Friday, January 10, 2025

Lee Van Cleef, the perfect villain of cinema: "Being born with bad eyes is the best thing that has happened to me in my life"

Born a century ago, he was 'discovered' by Sergio Leone at the age of 40 and his contribution to spaghetti western was fundamental to the success of the genr 

El Debate

ByBelén Ester

1/9/2025

There have been few actors more charismatic and who more identified with the paradigm of the perfect villain: tall, herculean, of few words, intense gaze and dressed in black, the presence of Lee Van Cleef in a film was that of the very image of death.

His name was Clarence LeRoy Van Cleef Jr and he was of Dutch descent. The son of a concert pianist and a pharmacist, his careful education and his subsequent time in the Navy, did not manage to dispel his interest in the theater, which had always attracted him. After serving in World War II, he debuted in New Jersey theaters until a talent scout saw in his demeanor and the cut of his gaze the perfect image of the western villain, a fashionable genre in the late 40s and early 50s. Not surprisingly, his debut in Hollywood is through the front door with Fred Zinnemann in one of the most applauded westerns in the history of cinema, Alone in the Face of Danger (1952) where he gives life to one of the dangerous members of the gang of assassins. In 1984, Van Cleef himself would tell on the Jonny Carson show how he came to that project: "Stanley Kramer called me to work on Alone in the Face of Danger, but he told me I had to fix my nose. And I told him that my nose was my hallmark. They called me 'Sexy Nose' on set... So I told him what I could do with his suggestion... But the next day he called me to play one of the bad guys."
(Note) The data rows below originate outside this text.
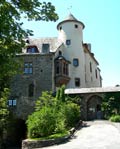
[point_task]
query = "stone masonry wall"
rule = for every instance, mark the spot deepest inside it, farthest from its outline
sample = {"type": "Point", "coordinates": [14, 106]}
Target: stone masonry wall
{"type": "Point", "coordinates": [41, 78]}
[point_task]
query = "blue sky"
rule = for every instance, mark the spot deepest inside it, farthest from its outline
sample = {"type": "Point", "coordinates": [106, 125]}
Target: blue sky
{"type": "Point", "coordinates": [102, 30]}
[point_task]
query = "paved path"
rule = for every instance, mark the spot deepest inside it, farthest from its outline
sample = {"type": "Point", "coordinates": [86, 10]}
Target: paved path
{"type": "Point", "coordinates": [97, 135]}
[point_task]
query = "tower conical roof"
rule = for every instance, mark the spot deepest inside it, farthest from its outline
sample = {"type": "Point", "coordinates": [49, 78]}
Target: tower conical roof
{"type": "Point", "coordinates": [70, 18]}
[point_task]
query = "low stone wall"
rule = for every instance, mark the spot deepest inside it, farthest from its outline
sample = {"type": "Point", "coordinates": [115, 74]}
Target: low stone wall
{"type": "Point", "coordinates": [31, 144]}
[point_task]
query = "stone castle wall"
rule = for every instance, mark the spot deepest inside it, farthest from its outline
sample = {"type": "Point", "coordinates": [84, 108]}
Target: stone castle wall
{"type": "Point", "coordinates": [41, 78]}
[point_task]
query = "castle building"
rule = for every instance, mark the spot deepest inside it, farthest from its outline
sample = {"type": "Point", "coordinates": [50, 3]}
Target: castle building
{"type": "Point", "coordinates": [50, 62]}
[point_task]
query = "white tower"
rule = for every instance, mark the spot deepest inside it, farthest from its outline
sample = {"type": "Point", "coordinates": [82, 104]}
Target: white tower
{"type": "Point", "coordinates": [70, 33]}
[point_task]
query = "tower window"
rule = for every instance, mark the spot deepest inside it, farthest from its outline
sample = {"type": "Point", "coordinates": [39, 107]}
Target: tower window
{"type": "Point", "coordinates": [77, 82]}
{"type": "Point", "coordinates": [68, 42]}
{"type": "Point", "coordinates": [28, 68]}
{"type": "Point", "coordinates": [32, 49]}
{"type": "Point", "coordinates": [45, 48]}
{"type": "Point", "coordinates": [96, 73]}
{"type": "Point", "coordinates": [12, 102]}
{"type": "Point", "coordinates": [60, 27]}
{"type": "Point", "coordinates": [31, 90]}
{"type": "Point", "coordinates": [60, 53]}
{"type": "Point", "coordinates": [76, 26]}
{"type": "Point", "coordinates": [75, 62]}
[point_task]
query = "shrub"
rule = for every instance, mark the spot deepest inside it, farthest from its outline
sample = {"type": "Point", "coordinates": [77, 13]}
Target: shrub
{"type": "Point", "coordinates": [72, 114]}
{"type": "Point", "coordinates": [45, 122]}
{"type": "Point", "coordinates": [115, 118]}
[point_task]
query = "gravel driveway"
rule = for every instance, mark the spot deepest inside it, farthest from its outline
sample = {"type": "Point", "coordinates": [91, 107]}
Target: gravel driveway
{"type": "Point", "coordinates": [96, 135]}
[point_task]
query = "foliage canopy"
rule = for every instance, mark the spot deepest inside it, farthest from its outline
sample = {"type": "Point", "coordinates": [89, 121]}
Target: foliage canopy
{"type": "Point", "coordinates": [52, 115]}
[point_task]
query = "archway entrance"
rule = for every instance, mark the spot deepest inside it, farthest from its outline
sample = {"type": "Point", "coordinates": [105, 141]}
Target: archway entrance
{"type": "Point", "coordinates": [94, 108]}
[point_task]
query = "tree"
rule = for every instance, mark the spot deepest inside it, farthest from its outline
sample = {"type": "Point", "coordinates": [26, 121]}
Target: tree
{"type": "Point", "coordinates": [12, 33]}
{"type": "Point", "coordinates": [111, 104]}
{"type": "Point", "coordinates": [4, 113]}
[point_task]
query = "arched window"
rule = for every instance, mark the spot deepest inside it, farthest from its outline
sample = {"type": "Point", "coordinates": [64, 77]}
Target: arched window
{"type": "Point", "coordinates": [90, 67]}
{"type": "Point", "coordinates": [31, 90]}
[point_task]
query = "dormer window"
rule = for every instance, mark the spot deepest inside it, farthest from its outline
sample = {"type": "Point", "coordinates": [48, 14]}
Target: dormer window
{"type": "Point", "coordinates": [68, 42]}
{"type": "Point", "coordinates": [32, 49]}
{"type": "Point", "coordinates": [45, 48]}
{"type": "Point", "coordinates": [60, 53]}
{"type": "Point", "coordinates": [60, 27]}
{"type": "Point", "coordinates": [75, 62]}
{"type": "Point", "coordinates": [76, 26]}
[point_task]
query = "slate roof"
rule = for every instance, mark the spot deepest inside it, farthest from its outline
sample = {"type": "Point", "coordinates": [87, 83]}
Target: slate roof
{"type": "Point", "coordinates": [92, 90]}
{"type": "Point", "coordinates": [70, 18]}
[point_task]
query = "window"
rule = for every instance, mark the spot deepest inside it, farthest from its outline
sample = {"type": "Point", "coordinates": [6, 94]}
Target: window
{"type": "Point", "coordinates": [96, 73]}
{"type": "Point", "coordinates": [60, 53]}
{"type": "Point", "coordinates": [60, 27]}
{"type": "Point", "coordinates": [90, 67]}
{"type": "Point", "coordinates": [57, 68]}
{"type": "Point", "coordinates": [75, 62]}
{"type": "Point", "coordinates": [32, 49]}
{"type": "Point", "coordinates": [45, 48]}
{"type": "Point", "coordinates": [76, 26]}
{"type": "Point", "coordinates": [28, 68]}
{"type": "Point", "coordinates": [77, 82]}
{"type": "Point", "coordinates": [12, 102]}
{"type": "Point", "coordinates": [31, 90]}
{"type": "Point", "coordinates": [68, 42]}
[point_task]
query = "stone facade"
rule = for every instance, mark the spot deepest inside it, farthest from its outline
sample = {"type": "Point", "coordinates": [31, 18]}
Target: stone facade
{"type": "Point", "coordinates": [42, 68]}
{"type": "Point", "coordinates": [47, 63]}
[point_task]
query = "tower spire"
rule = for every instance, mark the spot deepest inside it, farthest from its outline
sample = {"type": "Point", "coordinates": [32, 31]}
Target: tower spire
{"type": "Point", "coordinates": [69, 9]}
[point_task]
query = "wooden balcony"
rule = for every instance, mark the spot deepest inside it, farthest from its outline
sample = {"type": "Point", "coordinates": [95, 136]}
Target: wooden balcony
{"type": "Point", "coordinates": [61, 79]}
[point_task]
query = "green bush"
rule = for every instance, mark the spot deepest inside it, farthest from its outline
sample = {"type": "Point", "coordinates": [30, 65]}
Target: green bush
{"type": "Point", "coordinates": [115, 118]}
{"type": "Point", "coordinates": [72, 114]}
{"type": "Point", "coordinates": [45, 122]}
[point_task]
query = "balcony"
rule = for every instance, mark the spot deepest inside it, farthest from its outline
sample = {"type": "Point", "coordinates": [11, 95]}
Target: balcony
{"type": "Point", "coordinates": [61, 71]}
{"type": "Point", "coordinates": [61, 79]}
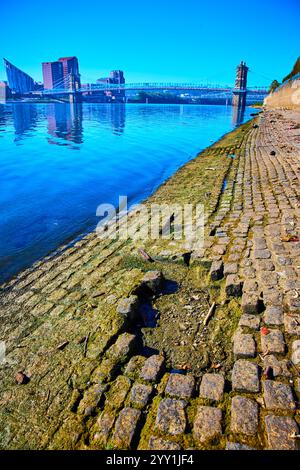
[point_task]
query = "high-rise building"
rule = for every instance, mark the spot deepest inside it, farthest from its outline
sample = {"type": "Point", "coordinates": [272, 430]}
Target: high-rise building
{"type": "Point", "coordinates": [18, 81]}
{"type": "Point", "coordinates": [4, 91]}
{"type": "Point", "coordinates": [71, 72]}
{"type": "Point", "coordinates": [117, 76]}
{"type": "Point", "coordinates": [52, 75]}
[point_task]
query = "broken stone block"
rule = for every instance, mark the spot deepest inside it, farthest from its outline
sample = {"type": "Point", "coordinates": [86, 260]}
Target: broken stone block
{"type": "Point", "coordinates": [216, 270]}
{"type": "Point", "coordinates": [140, 395]}
{"type": "Point", "coordinates": [292, 323]}
{"type": "Point", "coordinates": [230, 268]}
{"type": "Point", "coordinates": [156, 443]}
{"type": "Point", "coordinates": [233, 286]}
{"type": "Point", "coordinates": [104, 425]}
{"type": "Point", "coordinates": [244, 346]}
{"type": "Point", "coordinates": [279, 431]}
{"type": "Point", "coordinates": [91, 399]}
{"type": "Point", "coordinates": [153, 280]}
{"type": "Point", "coordinates": [126, 428]}
{"type": "Point", "coordinates": [273, 342]}
{"type": "Point", "coordinates": [273, 315]}
{"type": "Point", "coordinates": [244, 416]}
{"type": "Point", "coordinates": [180, 386]}
{"type": "Point", "coordinates": [153, 368]}
{"type": "Point", "coordinates": [245, 376]}
{"type": "Point", "coordinates": [118, 392]}
{"type": "Point", "coordinates": [250, 321]}
{"type": "Point", "coordinates": [250, 285]}
{"type": "Point", "coordinates": [260, 243]}
{"type": "Point", "coordinates": [280, 368]}
{"type": "Point", "coordinates": [207, 424]}
{"type": "Point", "coordinates": [171, 417]}
{"type": "Point", "coordinates": [129, 307]}
{"type": "Point", "coordinates": [122, 348]}
{"type": "Point", "coordinates": [212, 386]}
{"type": "Point", "coordinates": [262, 254]}
{"type": "Point", "coordinates": [134, 366]}
{"type": "Point", "coordinates": [278, 396]}
{"type": "Point", "coordinates": [296, 352]}
{"type": "Point", "coordinates": [250, 302]}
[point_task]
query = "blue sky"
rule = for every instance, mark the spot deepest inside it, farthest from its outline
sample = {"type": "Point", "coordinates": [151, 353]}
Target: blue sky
{"type": "Point", "coordinates": [154, 40]}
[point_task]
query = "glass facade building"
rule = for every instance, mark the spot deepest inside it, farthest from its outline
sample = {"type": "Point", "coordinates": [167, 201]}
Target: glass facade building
{"type": "Point", "coordinates": [52, 75]}
{"type": "Point", "coordinates": [18, 81]}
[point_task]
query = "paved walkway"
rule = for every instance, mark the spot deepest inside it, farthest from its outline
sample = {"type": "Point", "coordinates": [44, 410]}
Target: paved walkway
{"type": "Point", "coordinates": [84, 380]}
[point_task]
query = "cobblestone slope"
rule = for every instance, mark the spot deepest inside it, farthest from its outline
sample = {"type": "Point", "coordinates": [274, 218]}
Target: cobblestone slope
{"type": "Point", "coordinates": [195, 350]}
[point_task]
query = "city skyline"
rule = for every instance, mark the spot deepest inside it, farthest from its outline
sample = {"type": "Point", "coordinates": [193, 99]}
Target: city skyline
{"type": "Point", "coordinates": [162, 43]}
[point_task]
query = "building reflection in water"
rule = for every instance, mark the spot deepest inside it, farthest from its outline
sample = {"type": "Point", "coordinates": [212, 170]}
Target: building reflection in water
{"type": "Point", "coordinates": [25, 118]}
{"type": "Point", "coordinates": [65, 120]}
{"type": "Point", "coordinates": [110, 116]}
{"type": "Point", "coordinates": [65, 124]}
{"type": "Point", "coordinates": [238, 113]}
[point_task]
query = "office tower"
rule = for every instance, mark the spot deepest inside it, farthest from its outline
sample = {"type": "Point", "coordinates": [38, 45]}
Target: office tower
{"type": "Point", "coordinates": [18, 81]}
{"type": "Point", "coordinates": [53, 75]}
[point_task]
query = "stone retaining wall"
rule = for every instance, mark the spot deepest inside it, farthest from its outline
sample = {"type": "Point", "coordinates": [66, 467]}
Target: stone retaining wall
{"type": "Point", "coordinates": [288, 96]}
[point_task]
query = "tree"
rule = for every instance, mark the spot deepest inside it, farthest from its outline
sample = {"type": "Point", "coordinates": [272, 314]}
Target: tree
{"type": "Point", "coordinates": [275, 84]}
{"type": "Point", "coordinates": [295, 71]}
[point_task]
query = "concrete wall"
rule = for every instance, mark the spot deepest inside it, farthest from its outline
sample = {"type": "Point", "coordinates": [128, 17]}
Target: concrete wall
{"type": "Point", "coordinates": [288, 96]}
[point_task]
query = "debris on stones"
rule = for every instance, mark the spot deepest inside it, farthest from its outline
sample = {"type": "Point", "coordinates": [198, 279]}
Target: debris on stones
{"type": "Point", "coordinates": [62, 345]}
{"type": "Point", "coordinates": [210, 313]}
{"type": "Point", "coordinates": [21, 378]}
{"type": "Point", "coordinates": [145, 255]}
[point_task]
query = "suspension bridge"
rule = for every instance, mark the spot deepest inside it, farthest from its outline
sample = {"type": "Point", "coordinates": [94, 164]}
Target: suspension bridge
{"type": "Point", "coordinates": [66, 86]}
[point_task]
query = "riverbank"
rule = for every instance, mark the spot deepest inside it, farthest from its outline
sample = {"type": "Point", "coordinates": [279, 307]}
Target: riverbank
{"type": "Point", "coordinates": [97, 380]}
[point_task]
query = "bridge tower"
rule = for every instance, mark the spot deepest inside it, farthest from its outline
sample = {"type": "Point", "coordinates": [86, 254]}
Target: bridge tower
{"type": "Point", "coordinates": [239, 92]}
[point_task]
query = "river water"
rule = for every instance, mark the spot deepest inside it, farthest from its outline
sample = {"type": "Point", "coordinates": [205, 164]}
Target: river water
{"type": "Point", "coordinates": [58, 162]}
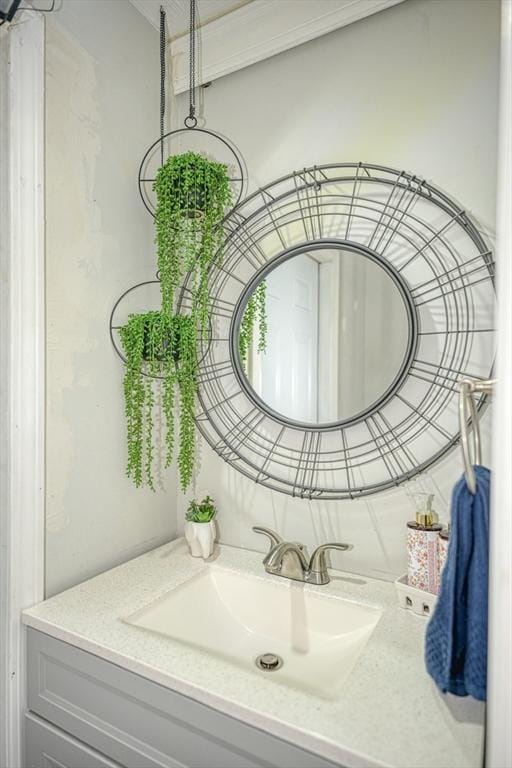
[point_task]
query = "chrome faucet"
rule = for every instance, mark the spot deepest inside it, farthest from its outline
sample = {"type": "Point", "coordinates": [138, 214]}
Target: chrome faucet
{"type": "Point", "coordinates": [290, 559]}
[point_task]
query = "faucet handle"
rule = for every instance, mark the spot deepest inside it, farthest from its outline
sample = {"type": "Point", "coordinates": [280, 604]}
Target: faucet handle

However, during the next ten years, his time in Hollywood was modest and of few words, full of B movies and television serials, from The Lone Ranger to Cimarron City, when John Ford included him in the casting of the also masterpiece The Man Who Killed Liberty Valance (1962) where he gives life, of course, one of the henchmen of the villain of the title.

However, his film and television days seemed to have come to an end, as he could barely support himself with what he earned from those minor roles. Luck smiled on him when Henry Fonda, first, and Lee Marvin, later, rejected the role of Colonel Corbett in the second film by an Italian film director who had made a western that had caught the public's attention in 1964 called A Fistful of Dollars. Sergio Leone had seen Van Cleef in the series Rawhide from which he had taken its protagonist, Clint Eastwood, and the temperance and appearance of the actor had caught his attention. So, desperate in the face of the lack of a villain for Death Had a Price, he contacts him who listens, suspiciously, to the offer. He was fed up with bad papers. But the check for 17,000 dollars that Leone puts on the table makes him quickly leave New York, where he lived as a painter, and settles in Europe.

[Gina Lollobrigida and Lee Van Cleef, during the filming of "The Man from Rio Malo"]

From that moment on, Lee Van Cleef would work tirelessly on one hit after another of that new genre that was being born, the spaghetti western: The Good, the Bad and the Ugly (Sergio Leone, 1966), The Big Gundown (Sergio Sollima, 1966), Day of Anger (Tonino Valerii, 1967), Death Rides a Horse (Giulio Petroni, 1967), Beyond the Law (Giorgio Stegani, 1968), Great Duel at Dawn (Giancarlo Santi) Take a Hard Ride,(1975), God's Gun (Gianfranco Parolini, 1976) or the indispensable Sabata and Return of Sabata 1870 by Gianfranco Parolini from 1969 and 1971, respectively, where he gives life to the iconic gunslinger Sabata.

From the mid-70s, when the Italian genre began its slow agony, he would still make some significant films always linked to thriller or action such as Target: Kill, Bloody Vengeance or The Return of Chris Gretchco, although his works in the 90s were more anecdotal. All in all, he participated in the paradigmatic 1997: Rescue in New York, raising the passions of his fans who never stopped following his work.

Married three times and father of four children, Lee Van Cleef never retired from cinema and died of a heart attack as soon as he finished filming his last film, Chameleon, released after his death in December 1989, at the age of 64.

Grateful for the life he had had to live, he never gave much importance to the fact of always playing the bad guy, in fact, he was especially stimulated by these characters. About this he would say: "Being born with bad eyes is the best thing that has happened to me in my life. The bad guys have always been my style... I look bad without even trying. The public naturally hates me on screen. And you can do a lot more with a villain role."

The truth is that few actors like him managed to make the blood of the audience freeze as soon as they appeared on screen and that those fantastic villains are at the top of the history of cinema.